When using a regular FPGA such as Xilinx Spartan 3 or Virtex 5, how
many cycles does a double-precision floating-point 64-bit
multiplication or division take to execute?
The answer is: Yes!
But seriously, it is super hard to come up with a number. When designing any complex logic there is always a trade-off between different things, and no one approach is good for all designs. I'll try to cover the big ones.
With logic design one trade-off is size vs. speed. The easy example of this is let's say that a single Floating Point multiplier is too slow. To speed it up all you have to do is add a second multiplier. Your logic size doubles, but do does the number of multiplies per second. But even just looking at a single multiplier, there are different ways to multiply numbers; some are fast and large, others are small and slow.
Another trade-off is clock speed vs. clocks per multiply. I could design some logic that would do a single floating point multiply in one clock. But that would also require the clock to be slower-- maybe as slow as 10 MHz. Or, I could design it to work with a 100 MHz clock but it would require 10 clocks per multiply. The overall speed is the same (one multiply in 100 ns), but one has a faster clock.
Related to the previous paragraph is the trade-off of clock speed vs. multiply latency. There is a technique in logic design called pipelining. Basically you take a chunk of logic and break it up into smaller stages, where each stage take one clock cycle to complete. The advantage here is that each stage can be working on a multiply while the other stages are working on other multiplies. For example, let's say that we're running at 100 MHz with a 10 stage pipeline. This means that it will take 10 clocks for each multiply, but the logic is also working on 10 different multiplies at the same time! The cool thing is that it is completing a multiply on every clock cycle. So the effective clocks per multiply is 1, it just takes 10 clocks for each of those multiplies to complete.
So the answer to your question, how fast can an FPGA do a multiply, is really up to you. FPGA's come in different sizes and speeds, and you can dedicate as much of that logic to the task at hand as you want.

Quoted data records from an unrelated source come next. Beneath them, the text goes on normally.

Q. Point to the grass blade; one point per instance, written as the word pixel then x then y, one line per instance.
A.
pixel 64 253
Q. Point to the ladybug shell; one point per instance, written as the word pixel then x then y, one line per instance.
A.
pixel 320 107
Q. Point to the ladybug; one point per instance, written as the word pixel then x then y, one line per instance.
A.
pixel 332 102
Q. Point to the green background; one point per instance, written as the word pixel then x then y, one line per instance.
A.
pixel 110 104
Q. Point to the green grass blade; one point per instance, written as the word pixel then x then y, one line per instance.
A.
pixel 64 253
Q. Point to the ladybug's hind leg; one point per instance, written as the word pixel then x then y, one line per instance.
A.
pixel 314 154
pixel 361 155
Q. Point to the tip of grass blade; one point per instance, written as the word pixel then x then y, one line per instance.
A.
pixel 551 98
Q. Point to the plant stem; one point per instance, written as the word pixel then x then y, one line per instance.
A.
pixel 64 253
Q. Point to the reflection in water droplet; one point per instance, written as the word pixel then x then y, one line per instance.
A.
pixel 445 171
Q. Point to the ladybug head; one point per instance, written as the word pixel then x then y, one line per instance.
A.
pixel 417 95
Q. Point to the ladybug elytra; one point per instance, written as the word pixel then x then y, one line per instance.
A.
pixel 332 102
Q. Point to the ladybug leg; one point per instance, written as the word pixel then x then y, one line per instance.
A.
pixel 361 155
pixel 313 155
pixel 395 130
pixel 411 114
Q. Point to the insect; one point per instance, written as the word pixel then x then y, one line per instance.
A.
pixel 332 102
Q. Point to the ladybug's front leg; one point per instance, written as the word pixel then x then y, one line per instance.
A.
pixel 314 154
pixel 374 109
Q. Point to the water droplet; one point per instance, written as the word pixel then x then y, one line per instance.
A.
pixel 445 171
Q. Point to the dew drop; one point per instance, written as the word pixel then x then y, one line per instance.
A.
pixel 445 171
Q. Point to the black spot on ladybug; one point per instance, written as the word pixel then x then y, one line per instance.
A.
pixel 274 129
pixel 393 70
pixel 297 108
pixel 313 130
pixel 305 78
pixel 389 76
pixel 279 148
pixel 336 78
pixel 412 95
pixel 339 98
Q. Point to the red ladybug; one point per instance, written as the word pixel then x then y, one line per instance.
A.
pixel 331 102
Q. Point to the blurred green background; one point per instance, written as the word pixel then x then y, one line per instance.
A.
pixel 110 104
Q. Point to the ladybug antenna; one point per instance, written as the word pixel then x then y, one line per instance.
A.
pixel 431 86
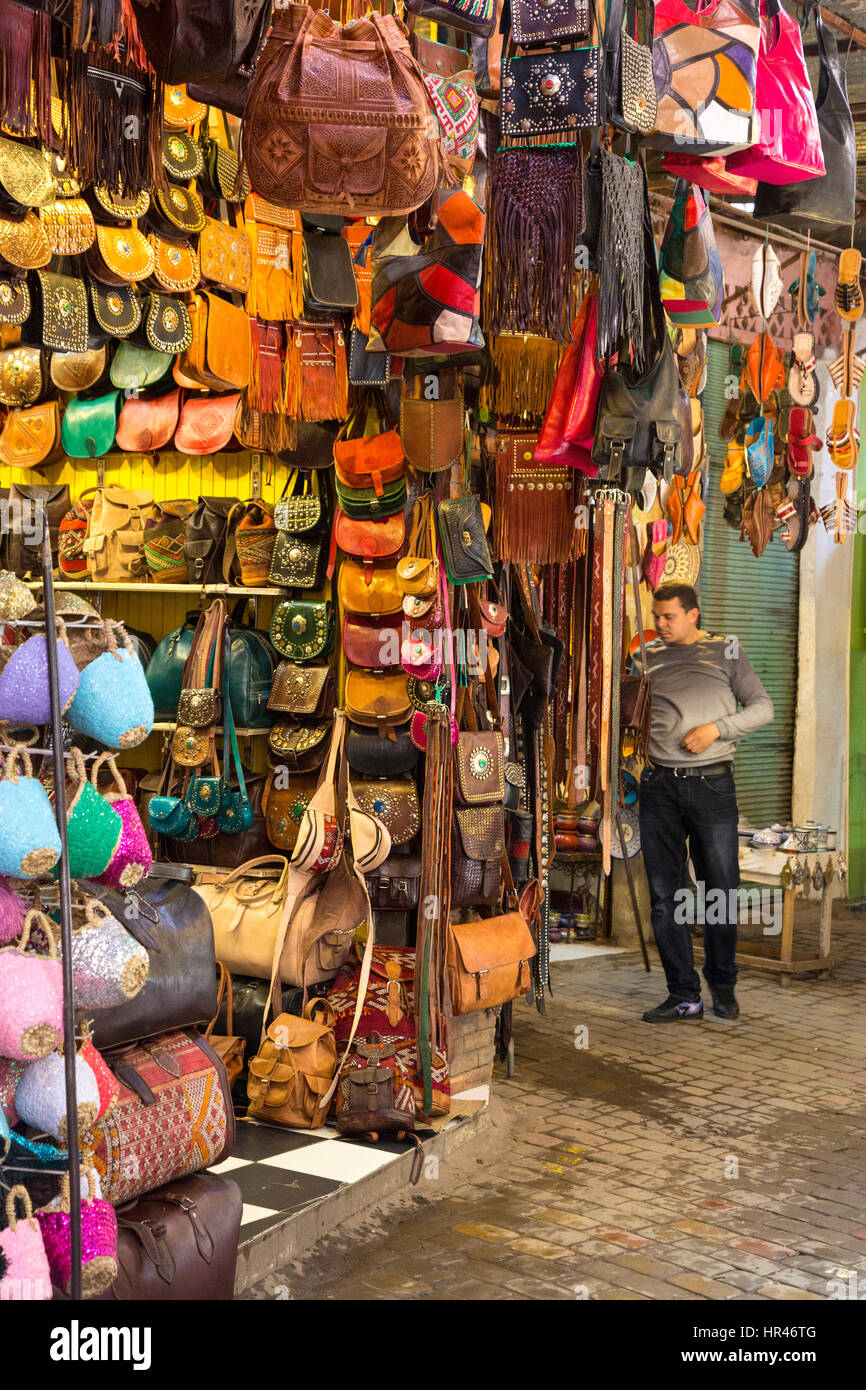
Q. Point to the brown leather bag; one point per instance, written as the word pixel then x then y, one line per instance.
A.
pixel 370 590
pixel 31 437
pixel 207 426
pixel 378 699
pixel 488 962
pixel 180 1243
pixel 293 1068
pixel 431 430
pixel 145 426
pixel 220 352
pixel 228 1047
pixel 305 691
pixel 338 120
pixel 114 544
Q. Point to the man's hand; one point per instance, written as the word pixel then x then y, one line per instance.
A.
pixel 699 738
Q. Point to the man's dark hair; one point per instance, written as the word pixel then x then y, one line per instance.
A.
pixel 667 592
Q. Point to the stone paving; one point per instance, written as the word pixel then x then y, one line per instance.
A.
pixel 695 1161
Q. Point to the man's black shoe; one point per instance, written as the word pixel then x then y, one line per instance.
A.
pixel 724 1004
pixel 673 1011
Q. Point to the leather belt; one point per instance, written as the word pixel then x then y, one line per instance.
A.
pixel 701 770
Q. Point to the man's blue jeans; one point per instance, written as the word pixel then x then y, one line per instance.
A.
pixel 702 811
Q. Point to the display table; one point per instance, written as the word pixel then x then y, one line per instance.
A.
pixel 776 954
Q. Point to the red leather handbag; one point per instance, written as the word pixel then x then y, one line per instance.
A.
pixel 788 145
pixel 569 426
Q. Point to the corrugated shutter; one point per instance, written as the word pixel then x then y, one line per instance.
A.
pixel 756 601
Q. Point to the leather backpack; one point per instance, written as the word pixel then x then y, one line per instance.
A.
pixel 114 544
pixel 293 1068
pixel 338 120
pixel 205 537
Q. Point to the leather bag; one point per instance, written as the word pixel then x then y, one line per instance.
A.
pixel 202 43
pixel 173 925
pixel 148 424
pixel 180 1243
pixel 32 437
pixel 705 59
pixel 89 426
pixel 205 537
pixel 293 1068
pixel 788 146
pixel 114 544
pixel 312 138
pixel 488 962
pixel 638 421
pixel 426 293
pixel 206 426
pixel 831 196
pixel 173 1086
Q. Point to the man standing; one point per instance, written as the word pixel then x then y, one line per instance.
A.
pixel 688 794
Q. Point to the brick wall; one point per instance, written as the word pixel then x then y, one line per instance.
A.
pixel 470 1050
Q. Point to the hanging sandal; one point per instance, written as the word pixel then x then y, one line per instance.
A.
pixel 848 293
pixel 847 370
pixel 801 444
pixel 734 469
pixel 694 509
pixel 843 435
pixel 759 451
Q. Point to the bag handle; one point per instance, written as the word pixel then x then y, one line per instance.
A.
pixel 225 984
pixel 38 919
pixel 109 759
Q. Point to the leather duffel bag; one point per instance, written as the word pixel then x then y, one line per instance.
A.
pixel 167 916
pixel 180 1243
pixel 173 1115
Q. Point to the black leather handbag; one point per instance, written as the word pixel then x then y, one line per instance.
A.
pixel 168 918
pixel 193 42
pixel 831 196
pixel 638 423
pixel 549 93
pixel 205 537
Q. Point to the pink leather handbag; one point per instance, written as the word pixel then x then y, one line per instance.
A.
pixel 788 145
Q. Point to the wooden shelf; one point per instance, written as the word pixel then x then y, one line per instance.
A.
pixel 242 733
pixel 92 587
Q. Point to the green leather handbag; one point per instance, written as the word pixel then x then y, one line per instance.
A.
pixel 166 669
pixel 132 367
pixel 302 630
pixel 89 426
pixel 366 503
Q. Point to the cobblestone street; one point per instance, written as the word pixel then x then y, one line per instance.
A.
pixel 695 1161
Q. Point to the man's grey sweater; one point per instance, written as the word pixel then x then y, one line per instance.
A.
pixel 702 683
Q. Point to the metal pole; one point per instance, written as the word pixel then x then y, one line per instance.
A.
pixel 66 918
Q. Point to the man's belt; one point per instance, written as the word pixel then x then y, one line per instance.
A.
pixel 699 770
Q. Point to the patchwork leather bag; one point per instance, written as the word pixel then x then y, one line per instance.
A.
pixel 114 545
pixel 426 293
pixel 705 60
pixel 338 120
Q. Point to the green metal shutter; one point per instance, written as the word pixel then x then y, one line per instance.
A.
pixel 758 601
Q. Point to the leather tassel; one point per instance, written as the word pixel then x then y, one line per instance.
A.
pixel 264 391
pixel 25 71
pixel 534 506
pixel 516 392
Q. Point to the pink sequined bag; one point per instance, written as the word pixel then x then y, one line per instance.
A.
pixel 132 856
pixel 24 1266
pixel 31 987
pixel 97 1237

But let's look at one specific scenario...
Let's say that we want to use the largest Spartan-3A and all we care about is 32-bit floating point multiplies. A 32-bit float multiply requires a 24x24 integer multiplier and an 8-bit adder. This requires four of the dedicated multiplier blocks and some generic slices (too few to care about). The XC3S1400A has 32 dedicated multipliers, so we can do eight of our floating point multipliers in parallel. A very rough guess on the clock speed would be about 100 MHz. We can fully pipeline this design so that we can complete four 32-bit floating point multiplies per clock cycle, for an effective speed of 800 million floating point multiplies per second.
A double precision multiply requires 9 dedicated multiplier blocks per floating point multiply, so we could only do 3 multiplies in parallel-- resulting in a speed of about 300 million 64-bit floating point multiplies per second.
For comparison, lets consider the newer Xilinx Virtex-7 series. The dedicated multipliers in that are bigger, so we only need 6 dedicated multiplier blocks for a 64-bit floating point multiply. There are also 1,920 dedicated multipliers on the largest part-- so we can do 320 double precision floating point multiplies in parallel. Those parts are also much faster. I estimate that we can run those parts at 200 MHz, giving us a total speed of 64 BILLION double precision floating point multiplies per second. Of course, those chips cost about US$10,000 each.
Floating point division is much harder to do quickly. The logic is much bigger, especially in an FPGA, and it runs much slower. The same is true for most CPU's, in that the division instructions (floating and fixed point) run much slower. If speed is important then you want to eliminate as many of the divides as possible. For example, rather than dividing by 5, you should multiply by 0.2. In fact, on many systems it is faster to calculate a reciprocal and the do a multiply than to just do a divide.
The same trade-offs apply to division as multiplication-- it is just that division is always going to be much slower and much bigger than multiplication.